Economist Aurélio Valforto, from the Brazilian Association of Investors (Abradin), has a completely different opinion. He thinks that export taxation is important for what he called price regulation, trying to ease domestic fuel prices, which are at very high levels, in his assessment. The economist even said that, over the last few years, the Petrobras achieved exorbitant profits through the international parity price (PPI) policy, thanks to the sacrifice of the Brazilian population. Although he believes that investments may be relatively harmed by taxation of oil exports, Valporto points out that Brazilian oil production is heavily based on pre-salt, an extraction considered cheap and extremely profitable. “The export tax is a way of regulating Petrobras’ internal prices without having to change its pricing policy. The first thing that has to be clear is that this tax should not have collection purposes, but regulatory purposes, with the purpose of regulating domestic supply and prices. With it, Petrobras will be forced to offer Brazilian refineries at prices below those practiced by OPEC. However, if this export tax affects only crude oil, and not refined products, refineries will be able to practice international prices, transferring to them part of the abusive margin. The aim is for oil to reach refineries cheaper.

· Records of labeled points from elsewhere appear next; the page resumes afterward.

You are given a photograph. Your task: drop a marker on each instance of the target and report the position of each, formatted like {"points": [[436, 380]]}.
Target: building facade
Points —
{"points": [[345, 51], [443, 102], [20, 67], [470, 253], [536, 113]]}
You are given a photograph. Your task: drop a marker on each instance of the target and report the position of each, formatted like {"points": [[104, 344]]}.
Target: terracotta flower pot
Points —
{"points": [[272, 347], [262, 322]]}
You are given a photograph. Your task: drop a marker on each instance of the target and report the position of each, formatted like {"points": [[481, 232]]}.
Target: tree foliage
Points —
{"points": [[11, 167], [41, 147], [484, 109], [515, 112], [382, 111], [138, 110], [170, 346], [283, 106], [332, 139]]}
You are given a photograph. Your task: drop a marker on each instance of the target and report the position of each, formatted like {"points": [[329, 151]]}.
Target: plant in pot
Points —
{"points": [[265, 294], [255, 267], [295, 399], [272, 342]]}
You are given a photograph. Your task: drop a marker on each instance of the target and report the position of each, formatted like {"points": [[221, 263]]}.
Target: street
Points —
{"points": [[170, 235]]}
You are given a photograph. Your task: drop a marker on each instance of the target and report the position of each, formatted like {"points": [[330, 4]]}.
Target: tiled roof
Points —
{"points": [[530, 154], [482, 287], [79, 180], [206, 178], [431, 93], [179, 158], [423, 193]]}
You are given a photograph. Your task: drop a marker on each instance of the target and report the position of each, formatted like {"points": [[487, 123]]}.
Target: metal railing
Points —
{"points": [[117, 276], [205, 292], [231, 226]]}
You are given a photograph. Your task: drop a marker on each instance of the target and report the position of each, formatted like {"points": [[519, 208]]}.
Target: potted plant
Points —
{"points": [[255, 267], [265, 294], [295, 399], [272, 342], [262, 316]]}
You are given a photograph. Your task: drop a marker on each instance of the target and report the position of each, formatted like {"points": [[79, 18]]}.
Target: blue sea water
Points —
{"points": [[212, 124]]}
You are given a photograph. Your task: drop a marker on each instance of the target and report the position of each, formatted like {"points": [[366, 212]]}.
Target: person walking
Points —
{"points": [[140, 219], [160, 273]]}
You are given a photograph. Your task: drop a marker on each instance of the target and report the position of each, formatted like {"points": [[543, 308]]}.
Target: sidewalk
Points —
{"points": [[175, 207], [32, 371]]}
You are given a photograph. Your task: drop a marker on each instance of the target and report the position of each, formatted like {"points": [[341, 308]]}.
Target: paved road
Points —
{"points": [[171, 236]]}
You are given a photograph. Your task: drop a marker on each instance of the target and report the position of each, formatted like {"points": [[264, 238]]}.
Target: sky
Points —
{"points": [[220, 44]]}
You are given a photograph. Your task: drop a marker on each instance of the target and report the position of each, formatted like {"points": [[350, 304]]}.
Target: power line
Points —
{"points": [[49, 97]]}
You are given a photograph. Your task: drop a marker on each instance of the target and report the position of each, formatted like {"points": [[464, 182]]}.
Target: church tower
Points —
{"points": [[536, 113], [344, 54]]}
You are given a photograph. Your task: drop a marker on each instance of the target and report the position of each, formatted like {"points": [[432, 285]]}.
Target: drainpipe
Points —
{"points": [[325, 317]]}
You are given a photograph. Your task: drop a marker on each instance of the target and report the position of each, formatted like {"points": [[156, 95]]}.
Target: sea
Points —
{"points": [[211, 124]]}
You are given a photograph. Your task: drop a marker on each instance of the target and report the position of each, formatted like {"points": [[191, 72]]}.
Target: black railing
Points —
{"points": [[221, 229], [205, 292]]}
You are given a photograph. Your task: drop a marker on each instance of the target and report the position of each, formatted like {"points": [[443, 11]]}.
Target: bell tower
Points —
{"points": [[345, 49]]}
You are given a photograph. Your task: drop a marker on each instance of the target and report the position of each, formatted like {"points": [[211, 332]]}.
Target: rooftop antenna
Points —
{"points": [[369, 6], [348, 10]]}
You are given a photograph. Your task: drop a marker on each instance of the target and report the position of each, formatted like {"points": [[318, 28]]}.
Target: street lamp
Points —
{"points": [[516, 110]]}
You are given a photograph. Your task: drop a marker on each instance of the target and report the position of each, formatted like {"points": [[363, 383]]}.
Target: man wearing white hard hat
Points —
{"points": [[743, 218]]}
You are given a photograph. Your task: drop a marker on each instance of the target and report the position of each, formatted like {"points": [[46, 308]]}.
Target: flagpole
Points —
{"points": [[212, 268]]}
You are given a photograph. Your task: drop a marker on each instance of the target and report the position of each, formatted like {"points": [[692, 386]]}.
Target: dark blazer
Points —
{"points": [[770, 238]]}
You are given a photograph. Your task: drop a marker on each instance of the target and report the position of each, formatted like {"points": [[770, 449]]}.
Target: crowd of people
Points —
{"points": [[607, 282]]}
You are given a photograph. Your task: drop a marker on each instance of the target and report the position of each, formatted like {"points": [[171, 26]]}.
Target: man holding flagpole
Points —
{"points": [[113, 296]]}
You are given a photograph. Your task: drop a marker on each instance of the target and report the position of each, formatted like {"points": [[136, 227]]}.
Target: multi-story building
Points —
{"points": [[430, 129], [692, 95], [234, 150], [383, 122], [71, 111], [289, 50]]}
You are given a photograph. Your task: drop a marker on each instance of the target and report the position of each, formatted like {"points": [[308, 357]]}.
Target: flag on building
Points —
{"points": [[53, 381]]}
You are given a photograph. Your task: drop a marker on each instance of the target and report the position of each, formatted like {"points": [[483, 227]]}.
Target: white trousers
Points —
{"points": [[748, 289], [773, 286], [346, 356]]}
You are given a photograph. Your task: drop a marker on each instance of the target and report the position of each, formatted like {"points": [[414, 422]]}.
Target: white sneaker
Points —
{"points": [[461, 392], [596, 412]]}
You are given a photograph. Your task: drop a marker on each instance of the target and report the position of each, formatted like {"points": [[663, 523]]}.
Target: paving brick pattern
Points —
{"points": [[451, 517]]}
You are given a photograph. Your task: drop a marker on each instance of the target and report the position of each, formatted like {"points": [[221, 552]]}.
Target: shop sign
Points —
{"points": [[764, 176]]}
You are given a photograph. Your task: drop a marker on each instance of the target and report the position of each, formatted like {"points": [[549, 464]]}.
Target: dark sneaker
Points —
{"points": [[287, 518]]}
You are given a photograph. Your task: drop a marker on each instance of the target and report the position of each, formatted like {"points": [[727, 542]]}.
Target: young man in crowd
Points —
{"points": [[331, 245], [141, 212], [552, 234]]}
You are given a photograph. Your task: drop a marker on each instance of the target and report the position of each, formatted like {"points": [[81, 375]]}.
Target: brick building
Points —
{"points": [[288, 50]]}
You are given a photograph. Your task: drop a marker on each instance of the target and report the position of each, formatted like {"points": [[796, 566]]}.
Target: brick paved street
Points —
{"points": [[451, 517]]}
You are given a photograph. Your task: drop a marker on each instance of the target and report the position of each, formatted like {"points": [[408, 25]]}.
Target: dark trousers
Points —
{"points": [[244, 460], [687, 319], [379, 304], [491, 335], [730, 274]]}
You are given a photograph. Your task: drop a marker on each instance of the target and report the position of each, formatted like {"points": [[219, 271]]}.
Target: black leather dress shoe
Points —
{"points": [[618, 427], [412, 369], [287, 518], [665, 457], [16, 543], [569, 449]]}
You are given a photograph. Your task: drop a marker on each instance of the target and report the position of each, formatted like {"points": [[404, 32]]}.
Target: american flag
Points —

But will they lower the prices of refined products?”, he asks.
In the National Congress, the debate around this taxation of oil exports, announced last week by the Ministry of Finance, is increasingly heated. The Brazilian Institute of Petroleum said it viewed the measure with concern, as the oil and gas sector expected to invest more than US$ 180 billion in Brazil over the next decade. FGV Energia also expressed dissatisfaction with the measure and recalled that, annually, the oil and gas sector already pays more than R$ 150 billion in taxes to the Union.